6. Valor por Engajamento: A Meta, matriz do Instagram, não paga diretamente aos usuários pelo engajamento em posts regulares. A principal maneira pela qual os influenciadores ganham dinheiro como Instagrammers é por meio de parcerias e postagens patrocinadas. As marcas pagam personalidades específicas que se conectam com os consumidores que buscam conquistar com base em dois tópicos: alcance e engajamento. Luísa, graças a esse “massacre” com comentários odiosos que sofreu, poderá cobrar muito mais por postagens patrocinadas no futuro.

7. IGTV e Reels: Em 2021, a Meta anunciou que começaria a compartilhar a receita de anúncios no IGTV, canal de vídeos do Insta, com criadores, e também estava testando a monetização do Reels.
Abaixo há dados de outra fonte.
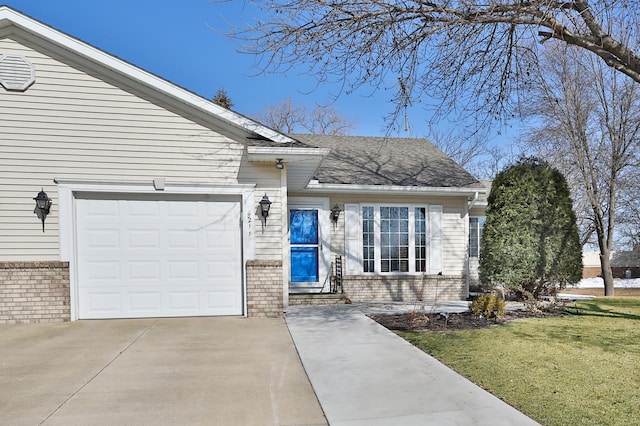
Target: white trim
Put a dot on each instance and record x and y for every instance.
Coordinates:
(323, 188)
(67, 189)
(107, 62)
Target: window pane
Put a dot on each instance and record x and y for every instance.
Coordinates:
(420, 242)
(368, 230)
(394, 239)
(303, 226)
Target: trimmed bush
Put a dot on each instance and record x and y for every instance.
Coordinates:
(484, 305)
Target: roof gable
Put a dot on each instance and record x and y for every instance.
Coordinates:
(357, 160)
(116, 69)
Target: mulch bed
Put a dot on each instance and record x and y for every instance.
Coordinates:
(436, 322)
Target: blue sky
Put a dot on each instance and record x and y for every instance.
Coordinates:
(183, 42)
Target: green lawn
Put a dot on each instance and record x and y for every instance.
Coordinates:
(567, 370)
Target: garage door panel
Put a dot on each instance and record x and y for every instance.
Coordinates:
(143, 239)
(144, 270)
(183, 271)
(148, 258)
(106, 303)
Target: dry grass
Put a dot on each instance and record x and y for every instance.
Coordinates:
(599, 292)
(572, 369)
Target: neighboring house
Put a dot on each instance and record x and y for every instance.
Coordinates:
(624, 264)
(156, 198)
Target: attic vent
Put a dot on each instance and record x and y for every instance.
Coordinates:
(16, 73)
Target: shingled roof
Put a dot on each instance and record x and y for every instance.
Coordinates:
(364, 160)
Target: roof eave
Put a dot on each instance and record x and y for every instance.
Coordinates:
(325, 188)
(287, 154)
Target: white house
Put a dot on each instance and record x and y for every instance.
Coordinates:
(156, 199)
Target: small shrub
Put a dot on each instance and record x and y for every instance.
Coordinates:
(483, 306)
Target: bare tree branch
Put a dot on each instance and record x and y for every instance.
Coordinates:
(589, 127)
(289, 118)
(472, 55)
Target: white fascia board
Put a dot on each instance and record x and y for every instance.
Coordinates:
(325, 188)
(9, 17)
(287, 154)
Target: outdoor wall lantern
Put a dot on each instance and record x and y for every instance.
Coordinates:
(43, 206)
(335, 214)
(265, 205)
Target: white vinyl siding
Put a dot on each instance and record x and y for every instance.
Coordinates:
(73, 125)
(435, 239)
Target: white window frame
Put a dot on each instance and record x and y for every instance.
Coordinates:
(478, 236)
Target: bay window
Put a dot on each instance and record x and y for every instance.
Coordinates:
(393, 238)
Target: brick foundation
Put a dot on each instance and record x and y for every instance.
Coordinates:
(33, 292)
(264, 288)
(405, 288)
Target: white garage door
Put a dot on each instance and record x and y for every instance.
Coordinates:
(145, 256)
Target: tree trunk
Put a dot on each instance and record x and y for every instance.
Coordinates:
(607, 275)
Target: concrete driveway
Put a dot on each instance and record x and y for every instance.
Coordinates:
(186, 371)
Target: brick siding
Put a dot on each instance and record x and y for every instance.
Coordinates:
(33, 292)
(405, 288)
(264, 288)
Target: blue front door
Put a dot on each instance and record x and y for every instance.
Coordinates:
(304, 242)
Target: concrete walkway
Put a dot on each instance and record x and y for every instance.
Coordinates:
(363, 374)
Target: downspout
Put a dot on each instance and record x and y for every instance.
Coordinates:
(470, 203)
(285, 236)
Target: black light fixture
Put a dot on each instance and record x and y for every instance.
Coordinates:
(335, 214)
(43, 206)
(265, 205)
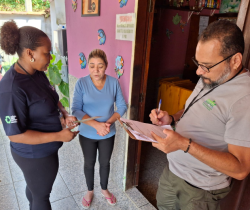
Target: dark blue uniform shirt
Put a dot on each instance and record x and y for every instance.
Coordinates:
(28, 105)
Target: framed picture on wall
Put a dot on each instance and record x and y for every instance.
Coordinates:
(90, 8)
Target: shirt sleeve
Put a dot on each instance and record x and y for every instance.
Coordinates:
(77, 104)
(238, 126)
(14, 112)
(119, 100)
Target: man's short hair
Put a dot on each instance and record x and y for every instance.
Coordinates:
(228, 34)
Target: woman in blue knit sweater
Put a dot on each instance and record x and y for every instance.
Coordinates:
(95, 95)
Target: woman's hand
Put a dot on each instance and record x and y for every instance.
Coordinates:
(69, 120)
(66, 135)
(102, 128)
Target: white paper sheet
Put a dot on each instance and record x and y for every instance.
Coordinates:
(142, 131)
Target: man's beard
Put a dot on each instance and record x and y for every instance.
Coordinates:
(219, 81)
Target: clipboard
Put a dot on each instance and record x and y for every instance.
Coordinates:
(130, 134)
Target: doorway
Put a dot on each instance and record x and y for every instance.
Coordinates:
(171, 47)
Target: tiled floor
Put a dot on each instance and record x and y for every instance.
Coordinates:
(153, 162)
(69, 186)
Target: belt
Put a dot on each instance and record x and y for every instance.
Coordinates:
(192, 185)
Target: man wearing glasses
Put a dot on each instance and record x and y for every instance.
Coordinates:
(212, 139)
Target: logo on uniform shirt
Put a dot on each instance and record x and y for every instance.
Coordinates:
(10, 119)
(209, 104)
(52, 87)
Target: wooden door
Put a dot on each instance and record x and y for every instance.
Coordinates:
(145, 16)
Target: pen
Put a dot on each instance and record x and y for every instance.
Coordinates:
(159, 107)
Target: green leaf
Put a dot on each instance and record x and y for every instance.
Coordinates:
(64, 88)
(53, 58)
(54, 75)
(65, 102)
(59, 64)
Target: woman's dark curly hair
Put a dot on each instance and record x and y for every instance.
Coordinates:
(15, 40)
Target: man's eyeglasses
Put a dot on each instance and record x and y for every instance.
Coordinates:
(207, 69)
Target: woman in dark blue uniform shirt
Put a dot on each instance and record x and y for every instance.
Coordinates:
(29, 111)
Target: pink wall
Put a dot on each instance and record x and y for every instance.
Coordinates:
(82, 37)
(168, 55)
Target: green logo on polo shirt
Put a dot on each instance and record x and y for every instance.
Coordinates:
(209, 104)
(10, 119)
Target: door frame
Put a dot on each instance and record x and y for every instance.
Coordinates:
(145, 16)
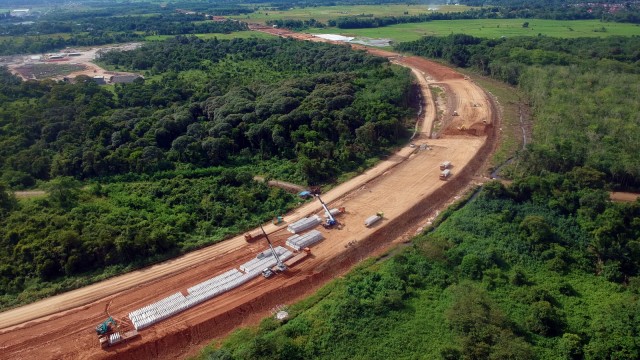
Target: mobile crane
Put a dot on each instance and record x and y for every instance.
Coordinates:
(331, 221)
(280, 266)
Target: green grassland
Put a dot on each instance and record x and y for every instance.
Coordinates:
(324, 13)
(492, 28)
(233, 35)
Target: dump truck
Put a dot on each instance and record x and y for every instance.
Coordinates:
(368, 222)
(250, 237)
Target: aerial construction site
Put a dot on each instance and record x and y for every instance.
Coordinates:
(167, 309)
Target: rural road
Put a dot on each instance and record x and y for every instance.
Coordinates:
(405, 186)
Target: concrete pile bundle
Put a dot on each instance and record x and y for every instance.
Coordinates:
(158, 311)
(255, 266)
(298, 242)
(304, 224)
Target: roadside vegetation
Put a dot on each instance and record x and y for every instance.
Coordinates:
(160, 167)
(545, 268)
(575, 87)
(512, 275)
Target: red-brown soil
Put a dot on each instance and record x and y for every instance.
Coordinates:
(405, 187)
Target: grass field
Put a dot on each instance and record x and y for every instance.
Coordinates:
(491, 28)
(324, 13)
(239, 34)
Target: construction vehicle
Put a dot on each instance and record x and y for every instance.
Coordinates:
(105, 328)
(250, 237)
(110, 331)
(280, 266)
(330, 221)
(373, 219)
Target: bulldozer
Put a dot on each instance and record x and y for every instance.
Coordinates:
(105, 328)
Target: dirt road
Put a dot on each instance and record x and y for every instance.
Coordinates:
(405, 187)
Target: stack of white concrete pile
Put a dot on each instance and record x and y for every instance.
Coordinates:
(255, 266)
(158, 311)
(304, 224)
(298, 242)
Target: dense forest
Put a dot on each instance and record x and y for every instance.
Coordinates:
(544, 269)
(581, 91)
(172, 158)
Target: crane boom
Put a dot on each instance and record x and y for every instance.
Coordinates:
(279, 264)
(330, 219)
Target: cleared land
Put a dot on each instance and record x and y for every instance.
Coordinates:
(324, 13)
(491, 28)
(70, 67)
(405, 186)
(233, 35)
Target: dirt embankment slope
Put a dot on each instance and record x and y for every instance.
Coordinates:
(405, 186)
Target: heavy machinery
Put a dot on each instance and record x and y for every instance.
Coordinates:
(105, 328)
(250, 237)
(280, 266)
(368, 222)
(331, 221)
(111, 331)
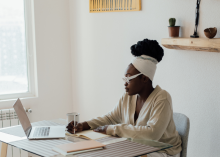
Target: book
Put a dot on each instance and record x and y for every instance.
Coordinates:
(88, 134)
(78, 147)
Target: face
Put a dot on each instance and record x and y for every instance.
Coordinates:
(135, 85)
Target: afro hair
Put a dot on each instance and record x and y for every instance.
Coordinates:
(148, 47)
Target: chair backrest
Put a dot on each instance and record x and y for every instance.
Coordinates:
(182, 126)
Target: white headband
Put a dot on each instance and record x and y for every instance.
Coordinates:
(146, 65)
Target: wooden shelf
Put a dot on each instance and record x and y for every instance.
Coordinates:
(193, 44)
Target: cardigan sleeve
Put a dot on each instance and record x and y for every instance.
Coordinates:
(153, 130)
(112, 118)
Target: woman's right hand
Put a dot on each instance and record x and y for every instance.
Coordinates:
(78, 127)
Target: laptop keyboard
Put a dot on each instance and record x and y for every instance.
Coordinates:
(41, 131)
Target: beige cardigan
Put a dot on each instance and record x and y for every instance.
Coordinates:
(155, 120)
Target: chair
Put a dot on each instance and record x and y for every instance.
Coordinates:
(182, 126)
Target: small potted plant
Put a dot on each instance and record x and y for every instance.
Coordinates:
(173, 30)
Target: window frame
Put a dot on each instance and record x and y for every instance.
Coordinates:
(31, 54)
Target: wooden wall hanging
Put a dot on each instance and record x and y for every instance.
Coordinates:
(100, 6)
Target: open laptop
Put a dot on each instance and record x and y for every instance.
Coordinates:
(38, 132)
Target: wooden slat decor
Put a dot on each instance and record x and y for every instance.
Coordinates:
(100, 6)
(193, 44)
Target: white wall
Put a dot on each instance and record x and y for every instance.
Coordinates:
(101, 51)
(53, 62)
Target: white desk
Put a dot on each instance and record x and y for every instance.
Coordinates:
(15, 136)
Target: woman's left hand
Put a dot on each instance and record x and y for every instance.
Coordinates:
(101, 129)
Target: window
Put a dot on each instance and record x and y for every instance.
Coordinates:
(17, 49)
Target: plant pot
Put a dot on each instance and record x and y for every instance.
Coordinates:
(174, 31)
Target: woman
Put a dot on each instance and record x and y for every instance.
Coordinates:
(143, 112)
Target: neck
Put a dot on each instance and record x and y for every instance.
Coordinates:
(144, 94)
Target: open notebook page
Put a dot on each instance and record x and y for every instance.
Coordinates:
(88, 134)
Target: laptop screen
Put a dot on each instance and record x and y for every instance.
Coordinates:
(22, 116)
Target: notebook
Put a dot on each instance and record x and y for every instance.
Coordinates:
(78, 147)
(88, 134)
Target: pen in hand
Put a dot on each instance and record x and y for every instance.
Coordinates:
(74, 123)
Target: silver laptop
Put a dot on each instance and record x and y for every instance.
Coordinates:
(38, 132)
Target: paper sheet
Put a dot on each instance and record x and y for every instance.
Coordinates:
(88, 134)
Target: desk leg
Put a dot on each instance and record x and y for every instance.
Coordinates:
(4, 150)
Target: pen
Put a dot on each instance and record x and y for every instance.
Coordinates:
(74, 122)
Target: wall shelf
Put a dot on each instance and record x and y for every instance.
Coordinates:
(193, 44)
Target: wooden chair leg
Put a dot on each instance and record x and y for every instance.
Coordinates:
(4, 150)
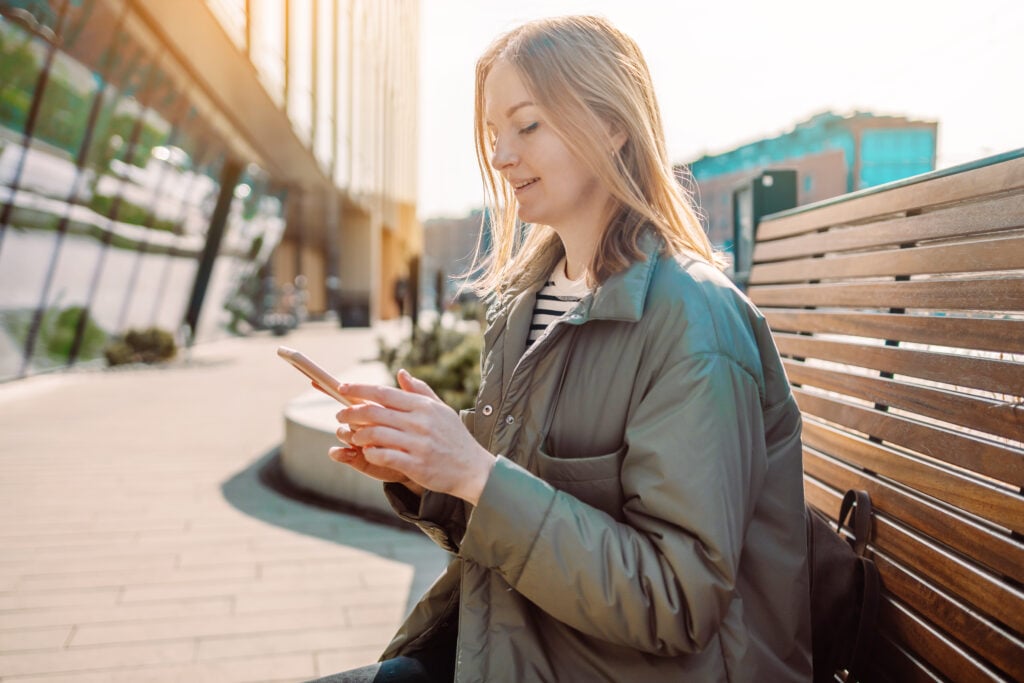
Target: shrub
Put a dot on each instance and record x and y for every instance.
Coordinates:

Em ambos os casos o pagamento é baseado em vários fatores, incluindo visualizações do anúncio. Para fornecer uma estimativa aproximada, e orientado por especialistas, GLMRM considerou um cenário onde Luísa teve um vídeo no IGTV ou Reels que alcançou 20 milhões de visualizações combinadas nas 48 horas desde a divulgação do videoclipe de “Campo de Morango”, e um CPM (custo por mil visualizações) de US$ 5 (R$ 24,85, um valor estimado). Apenas com anúncios no IGTV ou Reels, suas receitas podem ter superado a cifra de US$ 100 mil (R$ 497 mil) já contabilizados. Para alguém que brincava de ser youtuber na infância, compartilhando covers de cantoras internacionais que curtia, a cifra a coloca no mesmo patamar das divas.

8. Alinhamento com Tendências de Marketing Digital: Luísa não inventou a roda, mas mostrou que ela gira. Como outros segmentos, a publicidade também se prepara para um futuro cada vez mais digital e no contexto da Web 3.0, um conceito em desenvolvimento desde 2014 também conhecido como “Web Semântica”. Ainda complexo mas definido como inevitável, pode ser explicado de forma resumida como um ambiente virtual descentralizado, a fim de garantir uma redistribuição de poder. Em termos de marketing, implica em mais ações de antimarketing e Marketing de Exclusividade, nas quais um agente é provocado para chamar a atenção de outro agente, que não quer se parecer com o anterior e é o alvo principal.

Luísa, claro, é uma profissional das artes. Seu talento é poder viver a partir daquilo que deseja expressar em letra e melodia. Com 25 anos, Luísa também é uma zoomer, criada em uma época de altos e baixos ao longo da qual a tecnologia existiu desde o berço em seu cotidiano, o que também a moldou como pessoa e artista, algo que é refletido em suas criações. Pura sorte ou dom? Seja o que for, Luísa é a parceira perfeita para empresas desesperadas em se enturmarem com quem prestigia sua música, o público-alvo da ocasião mais propenso a consumir o que têm a oferecer. Perceber ser capaz de aproveitar uma oportunidade dessas e usá-la para cantar para quem quer ouvi-la também são talentos.

Sorte mesmo é ser a pessoa certa, na hora certa e no lugar certo, como Luísa, graças aos fãs que apreciam sua arte, se tornou para quem agora os ama mais do que nunca: o capitalismo. Alinhados e nem aí para quem nem gosta deles, gente embriagada pelo suco da própria cólera e com muita sacanagem na cabeça, ambos realmente só pensam “naquilo”: nos moranguinhos da Geração Z.